GUNUNG TABUR-MELUANG-BERAU-KALTIM-BORNEOSINARTVNEWS Praktik mafia Bahan Bakar Minyak (BBM) jenis solar yang diduga kuat hasil penyelewengan subsidi di wilayah Maluang, Kecamatan Gunung Tabur, Kabupaten Berau, semakin memanas. Aktivitas di sebuah pelabuhan tikus ini dilaporkan telah berlangsung mulus selama kurang lebih dua bulan tanpa tindakan tegas dari aparat penegak hukum setempat.
Berdasarkan investigasi gabungan tim media di lokasi pada Jumat malam (08/05/2026), ditemukan aktivitas bongkar muat solar dalam skala besar yang melibatkan dua unit kapal dengan total muatan diperkirakan mencapai 120 ton.
Kesaksian Dua Tokoh Sesepuh: Nada yang Sama, Pastikan Tak Berizin
Guna memastikan legalitas aktivitas tersebut, tim media melakukan konfirmasi mendalam kepada dua tokoh sesepuh di wilayah Maluang. Keduanya memberikan keterangan serupa dengan nada yang sama, menegaskan bahwa operasional tersebut ilegal dan meresahkan warga.
”Kami sudah bicara dengan dua tokoh sesepuh di sini. Keduanya menyatakan hal yang sama: aktivitas ini sama sekali tidak memiliki izin resmi dan sudah berjalan hampir dua bulan. Mereka meminta agar kasus ini segera disampaikan langsung kepada Bapak Kapolri agar ada tindakan tegas karena ini sudah sangat keterlaluan,” ujar perwakilan tim media.
Pengakuan ABK: BBM Ilegal Diambil dari Kapal Tugboat di Laut
Asal-usul BBM tersebut semakin benderang setelah tim media melakukan konfirmasi langsung kepada kru kapal di lokasi. Berdasarkan keterangan Anak Buah Kapal (ABK), solar tersebut didapatkan melalui praktik ilegal “kencing di laut”.
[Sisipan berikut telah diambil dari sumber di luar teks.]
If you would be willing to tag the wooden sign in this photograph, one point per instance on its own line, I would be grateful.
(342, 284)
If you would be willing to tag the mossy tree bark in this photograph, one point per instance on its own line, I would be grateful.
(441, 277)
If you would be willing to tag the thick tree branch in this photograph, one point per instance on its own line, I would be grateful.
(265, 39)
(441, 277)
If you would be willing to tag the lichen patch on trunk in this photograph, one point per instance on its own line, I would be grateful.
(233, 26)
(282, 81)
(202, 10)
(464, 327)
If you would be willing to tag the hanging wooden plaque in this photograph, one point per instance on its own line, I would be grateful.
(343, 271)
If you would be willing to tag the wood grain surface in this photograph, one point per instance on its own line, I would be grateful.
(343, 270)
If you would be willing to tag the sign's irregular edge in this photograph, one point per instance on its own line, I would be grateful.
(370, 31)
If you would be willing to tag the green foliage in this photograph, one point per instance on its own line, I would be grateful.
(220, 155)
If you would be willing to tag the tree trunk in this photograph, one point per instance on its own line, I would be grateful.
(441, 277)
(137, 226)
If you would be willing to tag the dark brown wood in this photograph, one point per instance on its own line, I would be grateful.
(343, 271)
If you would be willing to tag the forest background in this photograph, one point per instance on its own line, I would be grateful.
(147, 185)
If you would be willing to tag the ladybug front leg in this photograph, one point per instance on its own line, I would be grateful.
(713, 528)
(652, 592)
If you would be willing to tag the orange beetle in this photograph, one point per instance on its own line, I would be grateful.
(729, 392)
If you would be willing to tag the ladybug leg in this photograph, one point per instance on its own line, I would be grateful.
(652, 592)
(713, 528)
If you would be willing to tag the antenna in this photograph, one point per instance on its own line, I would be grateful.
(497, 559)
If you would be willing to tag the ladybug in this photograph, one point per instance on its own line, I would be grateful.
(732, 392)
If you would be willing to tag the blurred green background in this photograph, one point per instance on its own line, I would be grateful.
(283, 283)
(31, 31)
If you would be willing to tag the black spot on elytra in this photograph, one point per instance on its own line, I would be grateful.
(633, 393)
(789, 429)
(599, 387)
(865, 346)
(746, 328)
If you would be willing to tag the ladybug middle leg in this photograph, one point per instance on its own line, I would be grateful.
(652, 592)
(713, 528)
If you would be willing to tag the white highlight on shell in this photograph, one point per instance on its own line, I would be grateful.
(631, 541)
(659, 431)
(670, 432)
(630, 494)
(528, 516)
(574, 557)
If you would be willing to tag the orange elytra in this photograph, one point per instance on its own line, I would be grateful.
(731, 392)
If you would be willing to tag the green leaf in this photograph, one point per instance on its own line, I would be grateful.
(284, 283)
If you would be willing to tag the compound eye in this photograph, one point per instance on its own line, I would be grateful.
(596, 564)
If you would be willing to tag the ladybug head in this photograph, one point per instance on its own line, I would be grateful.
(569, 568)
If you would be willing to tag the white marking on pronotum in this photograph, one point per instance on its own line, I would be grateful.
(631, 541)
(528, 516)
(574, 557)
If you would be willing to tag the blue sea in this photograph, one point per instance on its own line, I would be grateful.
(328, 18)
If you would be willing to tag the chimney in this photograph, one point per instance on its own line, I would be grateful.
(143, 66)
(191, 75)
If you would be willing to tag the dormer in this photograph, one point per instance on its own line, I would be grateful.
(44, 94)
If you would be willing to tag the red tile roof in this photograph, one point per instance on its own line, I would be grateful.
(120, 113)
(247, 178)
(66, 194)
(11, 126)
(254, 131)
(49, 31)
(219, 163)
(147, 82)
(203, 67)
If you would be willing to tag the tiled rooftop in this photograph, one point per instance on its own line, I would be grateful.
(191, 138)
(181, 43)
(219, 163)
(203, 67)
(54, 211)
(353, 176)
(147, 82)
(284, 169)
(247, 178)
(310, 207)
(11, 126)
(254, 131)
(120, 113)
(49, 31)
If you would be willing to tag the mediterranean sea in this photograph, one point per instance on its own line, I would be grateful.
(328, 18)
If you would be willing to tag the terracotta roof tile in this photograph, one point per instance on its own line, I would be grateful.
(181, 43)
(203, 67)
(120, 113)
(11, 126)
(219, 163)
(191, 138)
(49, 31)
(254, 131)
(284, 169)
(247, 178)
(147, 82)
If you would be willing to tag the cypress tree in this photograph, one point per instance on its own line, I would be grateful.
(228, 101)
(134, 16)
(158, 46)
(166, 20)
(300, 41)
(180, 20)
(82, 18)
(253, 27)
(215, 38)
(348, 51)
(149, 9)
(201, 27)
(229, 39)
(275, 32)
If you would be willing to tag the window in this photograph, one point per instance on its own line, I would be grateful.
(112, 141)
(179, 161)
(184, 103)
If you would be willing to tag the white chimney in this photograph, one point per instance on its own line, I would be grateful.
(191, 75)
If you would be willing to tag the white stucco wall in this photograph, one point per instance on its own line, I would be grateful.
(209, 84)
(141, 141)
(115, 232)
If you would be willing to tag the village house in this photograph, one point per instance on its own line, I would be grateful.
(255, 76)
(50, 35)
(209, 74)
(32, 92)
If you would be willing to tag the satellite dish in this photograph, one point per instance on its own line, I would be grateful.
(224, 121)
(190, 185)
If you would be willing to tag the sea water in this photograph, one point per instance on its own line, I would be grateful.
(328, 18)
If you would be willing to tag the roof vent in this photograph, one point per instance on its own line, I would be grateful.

”Kami mengambil minyak (BBM) ini di tengah laut dari kapal tugboat, kemudian dilansir ke kapal LCT ini,” ungkap salah satu ABK.
Misteri Kapal LCT Tanpa Nama Bermuatan 50 Ton
Temuan di lapangan memperlihatkan sebuah kapal jenis LCT (Landing Craft Tank) bermuatan penuh sekitar 50 ton solar yang sama sekali tidak memiliki nama kapal pada lambungnya. Kapal tanpa identitas ini bersandar di sebelah kapal SPOB ANNA 01 yang bermuatan 70 ton, di mana solar tersebut sudah mulai dilansir ke sejumlah truk tangki, termasuk armada berlogo PT Azka Prima Energy.
Pelanggaran Fatal: Kapten Tidak Ada di Lokasi
Kejanggalan berlanjut saat tim media mencari penanggung jawab operasional. Di lokasi pembongkaran yang berisiko tinggi tersebut, tidak ditemukan kapten kapal. Kru hanya memberikan nomor kontak Kapten Riswan, yang saat itu sedang tidak berada di tempat. Ketidakhadiran kapten kapal merupakan pelanggaran serius terhadap standar keselamatan pelayaran (SOP).
Desakan Kepada Kapolri dan Jajaran Penegak Hukum
Berdasarkan fakta lapangan dan desakan dari dua tokoh sesepuh tersebut, tim media bersama warga meminta pimpinan tertinggi kepolisian untuk mengambil tindakan nyata.
”Dua tokoh sesepuh Maluang secara khusus meminta masalah ini sampai ke telinga Bapak Kapolri. Mereka ingin penegak hukum bertindak jujur dan tegas karena hasil subsidi negara justru dilarikan ke industri secara ilegal selama dua bulan ini,” tegas perwakilan tim investigasi.
Aktivitas ini merupakan pelanggaran berat terhadap Undang-Undang Nomor 22 Tahun 2001 tentang Minyak dan Gas Bumi. Publik kini menanti keberanian pihak kepolisian untuk segera melakukan penyegelan lokasi dan menangkap aktor di balik praktik mafia BBM ini.